Postby admin on 25 Feb 2014, 15:07

Canadianbombar wrote:Hey Patrick....congrats on the story! When the heck did you get time to write one? lol Can it be viewed online?



Thanks! Here's the little piece from January: http://www.saminfo.com/article/speakout ... all-moguls. The big article will be in the March edition, and not sure whether they'll publish it online or not.

I wrote the mogul piece ages ago, and just recently edited it for the SAM publication. The annual groomer report I had to squeeze into a busy schedule of managing the entire IT infrastructure, and still grooming 3 nights at Ski Cooper, along with my other gig as organist for a Catholic Church in the city. Thinking back, I'm not really sure where I found the time. But I did!

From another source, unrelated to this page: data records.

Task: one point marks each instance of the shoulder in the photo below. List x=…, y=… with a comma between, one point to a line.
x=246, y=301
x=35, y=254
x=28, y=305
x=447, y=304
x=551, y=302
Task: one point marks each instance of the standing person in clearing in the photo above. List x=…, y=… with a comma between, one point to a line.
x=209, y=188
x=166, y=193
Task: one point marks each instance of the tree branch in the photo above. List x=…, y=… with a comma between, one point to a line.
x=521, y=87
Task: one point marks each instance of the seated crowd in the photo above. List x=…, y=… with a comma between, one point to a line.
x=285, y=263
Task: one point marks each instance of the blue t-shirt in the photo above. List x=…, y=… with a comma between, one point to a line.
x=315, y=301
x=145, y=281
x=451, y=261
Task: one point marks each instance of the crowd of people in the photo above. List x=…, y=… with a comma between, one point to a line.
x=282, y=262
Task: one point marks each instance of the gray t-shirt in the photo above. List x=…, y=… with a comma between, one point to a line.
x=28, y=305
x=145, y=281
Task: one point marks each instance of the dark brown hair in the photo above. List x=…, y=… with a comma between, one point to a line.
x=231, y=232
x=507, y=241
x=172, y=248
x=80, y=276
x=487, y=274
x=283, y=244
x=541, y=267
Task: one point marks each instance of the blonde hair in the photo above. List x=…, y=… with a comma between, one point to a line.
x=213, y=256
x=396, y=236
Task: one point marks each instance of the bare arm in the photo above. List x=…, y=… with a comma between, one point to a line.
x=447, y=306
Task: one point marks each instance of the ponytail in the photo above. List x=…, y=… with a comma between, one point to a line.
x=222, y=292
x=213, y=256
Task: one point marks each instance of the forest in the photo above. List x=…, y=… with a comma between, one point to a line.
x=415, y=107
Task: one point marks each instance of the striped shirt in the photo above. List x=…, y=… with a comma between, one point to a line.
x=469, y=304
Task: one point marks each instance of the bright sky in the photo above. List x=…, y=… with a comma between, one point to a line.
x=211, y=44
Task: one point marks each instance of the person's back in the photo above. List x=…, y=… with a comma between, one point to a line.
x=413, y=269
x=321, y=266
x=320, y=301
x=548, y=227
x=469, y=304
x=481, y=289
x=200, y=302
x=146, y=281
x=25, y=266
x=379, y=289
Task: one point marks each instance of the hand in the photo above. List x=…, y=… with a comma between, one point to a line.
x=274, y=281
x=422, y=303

Having worked both coasts...I always felt the east was easier myself. In my experience..in the west...you're always getting either way too much snow or not enough. I've been in situations where snow was so slim in the west that I'm nosing into the woods to back drag it out to try and cover a run because they don't have snowmaking. I've been in situations where it would snow 2 feet...almost every day....for weeks on end...making things so soft you would be fighting to climb a green run and be scared to death of 3/4 cat wide cat tracks breaking away on you..sending you down a steep pitch or cliff sideways....and there's actually places you have to be really concerned about avalanches. The east? Always bulletproof. Never dug coffins or tobogganed over here once. No snow? No problem.....turn on a gun. I think it's been a fairly slow snow year out there so you haven't really experienced what the west can throw at you yet....and/or you have fairly mild terrain at that resort. On the flip side....I had pretty tame terrain at the eastern resorts I worked at and some knarlier stuff out west. I think the terrain we actually worked on may well factor heavily into both our opinions at this point.

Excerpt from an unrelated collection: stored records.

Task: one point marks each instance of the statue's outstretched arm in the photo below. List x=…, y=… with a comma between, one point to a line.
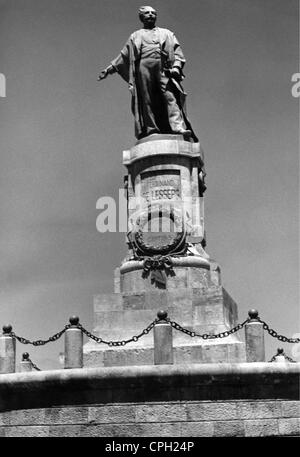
x=107, y=71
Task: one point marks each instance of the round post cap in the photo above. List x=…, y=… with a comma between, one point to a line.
x=253, y=314
x=74, y=320
x=7, y=329
x=162, y=315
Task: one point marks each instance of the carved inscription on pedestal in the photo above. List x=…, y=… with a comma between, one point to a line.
x=161, y=185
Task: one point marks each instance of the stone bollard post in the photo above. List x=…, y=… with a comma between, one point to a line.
x=74, y=345
x=279, y=357
x=25, y=364
x=7, y=351
x=163, y=340
x=254, y=337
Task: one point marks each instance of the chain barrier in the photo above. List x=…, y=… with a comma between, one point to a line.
x=119, y=343
x=41, y=342
x=207, y=336
x=34, y=365
x=174, y=324
x=280, y=352
x=273, y=333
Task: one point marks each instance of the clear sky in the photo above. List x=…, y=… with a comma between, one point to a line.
x=62, y=134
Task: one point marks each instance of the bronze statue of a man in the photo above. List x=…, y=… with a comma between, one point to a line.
x=151, y=62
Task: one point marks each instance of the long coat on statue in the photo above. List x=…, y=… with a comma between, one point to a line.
x=128, y=64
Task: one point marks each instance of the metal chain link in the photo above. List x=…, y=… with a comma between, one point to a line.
x=273, y=333
x=207, y=336
x=134, y=338
x=34, y=365
x=289, y=359
x=53, y=338
x=174, y=324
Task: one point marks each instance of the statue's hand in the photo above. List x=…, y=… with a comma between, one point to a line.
x=103, y=75
x=173, y=73
x=176, y=74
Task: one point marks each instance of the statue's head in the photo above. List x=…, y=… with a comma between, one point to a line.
x=147, y=15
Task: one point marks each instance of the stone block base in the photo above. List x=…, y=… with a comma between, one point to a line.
x=197, y=303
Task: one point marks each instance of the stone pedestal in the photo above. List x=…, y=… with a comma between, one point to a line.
x=166, y=267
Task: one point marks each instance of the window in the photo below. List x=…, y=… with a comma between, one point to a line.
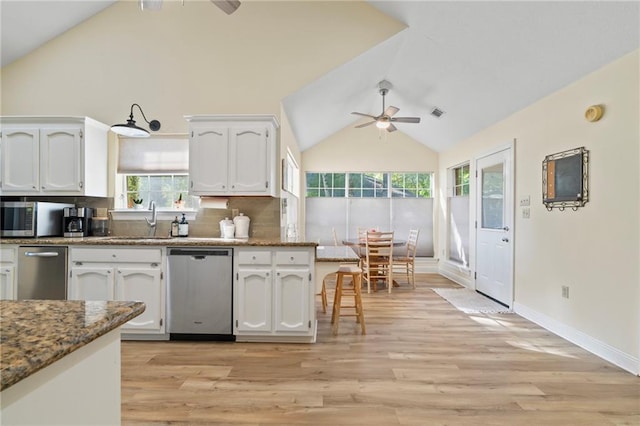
x=326, y=184
x=458, y=226
x=369, y=185
x=165, y=190
x=344, y=202
x=461, y=180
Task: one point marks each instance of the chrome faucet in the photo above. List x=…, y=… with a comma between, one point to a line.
x=153, y=221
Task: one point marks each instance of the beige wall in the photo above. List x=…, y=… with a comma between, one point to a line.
x=594, y=250
x=191, y=59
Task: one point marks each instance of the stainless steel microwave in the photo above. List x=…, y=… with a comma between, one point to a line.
x=31, y=218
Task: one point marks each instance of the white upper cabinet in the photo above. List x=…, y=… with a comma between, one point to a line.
x=53, y=156
x=233, y=155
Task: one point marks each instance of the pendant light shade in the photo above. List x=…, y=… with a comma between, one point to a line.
x=131, y=130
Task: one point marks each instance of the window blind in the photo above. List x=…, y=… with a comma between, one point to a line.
x=153, y=155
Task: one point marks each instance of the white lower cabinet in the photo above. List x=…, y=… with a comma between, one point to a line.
x=8, y=284
x=273, y=294
x=97, y=273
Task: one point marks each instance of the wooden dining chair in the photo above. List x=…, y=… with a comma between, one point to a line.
x=406, y=262
x=378, y=258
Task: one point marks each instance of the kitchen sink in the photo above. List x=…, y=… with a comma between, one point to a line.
x=155, y=237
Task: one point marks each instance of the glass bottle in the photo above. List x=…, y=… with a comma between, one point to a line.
x=174, y=227
x=183, y=227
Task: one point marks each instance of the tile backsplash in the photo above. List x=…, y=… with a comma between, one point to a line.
x=264, y=213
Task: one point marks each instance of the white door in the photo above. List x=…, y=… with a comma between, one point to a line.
x=21, y=161
x=494, y=223
x=208, y=160
x=61, y=160
x=141, y=284
x=249, y=157
x=253, y=300
x=91, y=283
x=291, y=305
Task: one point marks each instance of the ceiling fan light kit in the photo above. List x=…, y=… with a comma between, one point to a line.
x=386, y=119
x=227, y=6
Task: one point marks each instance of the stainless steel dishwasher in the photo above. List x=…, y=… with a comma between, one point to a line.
x=200, y=294
x=42, y=272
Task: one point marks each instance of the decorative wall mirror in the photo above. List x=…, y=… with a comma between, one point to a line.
x=565, y=178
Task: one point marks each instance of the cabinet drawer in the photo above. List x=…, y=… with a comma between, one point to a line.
x=254, y=258
x=292, y=258
x=129, y=255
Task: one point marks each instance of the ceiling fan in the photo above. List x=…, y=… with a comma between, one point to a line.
x=386, y=119
x=227, y=6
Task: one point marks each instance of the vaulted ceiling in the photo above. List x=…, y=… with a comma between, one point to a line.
x=479, y=62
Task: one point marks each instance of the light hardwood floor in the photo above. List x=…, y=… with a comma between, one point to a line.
x=422, y=362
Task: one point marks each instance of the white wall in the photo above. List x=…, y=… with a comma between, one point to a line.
x=594, y=250
x=370, y=150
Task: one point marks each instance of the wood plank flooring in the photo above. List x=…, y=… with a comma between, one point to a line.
x=422, y=362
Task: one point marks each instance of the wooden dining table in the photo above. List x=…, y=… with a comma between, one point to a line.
x=357, y=244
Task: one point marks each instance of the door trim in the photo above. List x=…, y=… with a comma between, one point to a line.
x=511, y=156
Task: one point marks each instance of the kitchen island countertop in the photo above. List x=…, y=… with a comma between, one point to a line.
x=37, y=333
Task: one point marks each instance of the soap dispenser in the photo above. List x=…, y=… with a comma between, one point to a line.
x=175, y=225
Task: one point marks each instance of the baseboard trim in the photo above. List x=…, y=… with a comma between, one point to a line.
x=426, y=265
x=456, y=273
x=595, y=346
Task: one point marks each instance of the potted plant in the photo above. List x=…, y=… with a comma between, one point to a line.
x=137, y=203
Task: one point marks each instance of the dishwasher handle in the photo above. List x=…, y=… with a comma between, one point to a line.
x=199, y=253
x=41, y=254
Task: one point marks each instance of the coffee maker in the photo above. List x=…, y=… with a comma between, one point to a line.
x=77, y=221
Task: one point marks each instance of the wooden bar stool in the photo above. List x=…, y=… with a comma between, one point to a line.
x=351, y=289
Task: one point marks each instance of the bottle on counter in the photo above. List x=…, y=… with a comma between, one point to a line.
x=174, y=227
x=183, y=227
x=241, y=223
x=225, y=222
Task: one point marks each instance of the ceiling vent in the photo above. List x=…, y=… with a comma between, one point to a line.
x=436, y=112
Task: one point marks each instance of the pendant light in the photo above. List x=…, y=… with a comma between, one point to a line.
x=131, y=130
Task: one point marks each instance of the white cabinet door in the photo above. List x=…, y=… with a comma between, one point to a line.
x=253, y=309
x=208, y=160
x=8, y=289
x=91, y=283
x=291, y=304
x=142, y=284
x=249, y=160
x=20, y=160
x=61, y=160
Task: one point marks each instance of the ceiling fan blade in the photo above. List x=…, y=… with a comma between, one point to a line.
x=406, y=119
x=227, y=6
x=364, y=115
x=365, y=124
x=390, y=111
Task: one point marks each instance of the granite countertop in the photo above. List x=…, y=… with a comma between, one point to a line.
x=157, y=241
x=36, y=333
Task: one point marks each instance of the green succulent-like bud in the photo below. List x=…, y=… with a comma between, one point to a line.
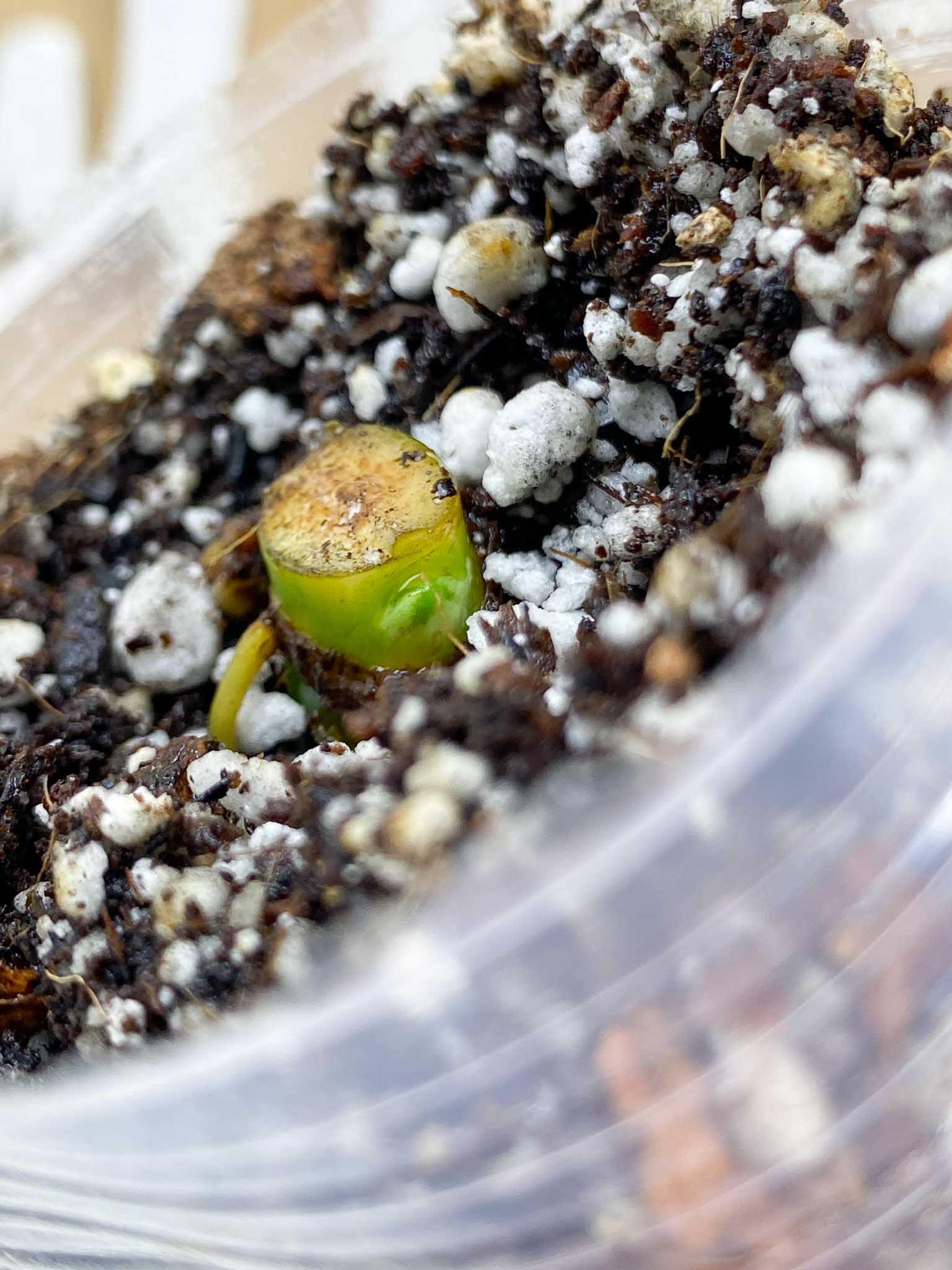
x=367, y=550
x=368, y=557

You're last point is definitely a big factor. I went from winching gnarly eastern terrain to putzing about on mellow western terrain. Although we do have two trails we groom regularly that fall into the definitively sketchy category after a storm, can't be climbed until well set up, and usually involve significant downhill slides with soft snow. And I can relate to the nights of not being able to climb green terrain... had two storms like that this season. In fact, we've actually had a huge snow year. We're almost to our annual average snowfall, and the snowiest month is still ahead. Two weeks ago we had 30" in two days, and probably more than 70" in a week, followed by 50-70mph winds. So it hasn't exactly been snowless and easy in that regard. However, avalanches are admittedly not a particular concern on the terrain I'm grooming. It's below treeline, not excessively steep, and doesn't load up too much.

But I think I'm also coming from a different angle on this. When I say it's easier here, what I mean is that it's easier to create a desirable surface. Back east, it was a constant fight with heavy blading and aggressive tiller settings just to break up the boilerplate. And it was discouraging, because no matter how good it looked at the end of the shift, the nature of the conditions meant that by 11am the next morning, it was miserable skiing (read: icy cat tracks and piles of granular junk at the bottom of common turn locations). Granted, e had some great conditions back there as well. But always interspersed with freeze-thaw cycles, rain, mixed precip, usually followed by sub-zero temps. Here, it's more or less powder / packed powder conditions 95% of the time. Are there tough days? Sure. Is the deep snow a pain? It can be... but we had bigger storms in the east. We get more snow overall here, but I had to groom after some 50-60" storms back east (no joke... and that in less than 48 hours!) that were more serious than the storms we've had here thus far (though who knows what's on the way...). Nothing a little up pressure and articulation (and a LOT of patience) can't fix!

Most of the time here, I can dial in the tiller (BR) around 50% speed, close the snow chamber, carry a comfortable snow roll in the blade, and be guaranteed a really nice surface for the entire ski day.

But I think you're totally right that the particular area and terrain has a great impact on ease of grooming. Nevertheless, I'm also looking more from the surface quality angle rather than the equipment operation angle.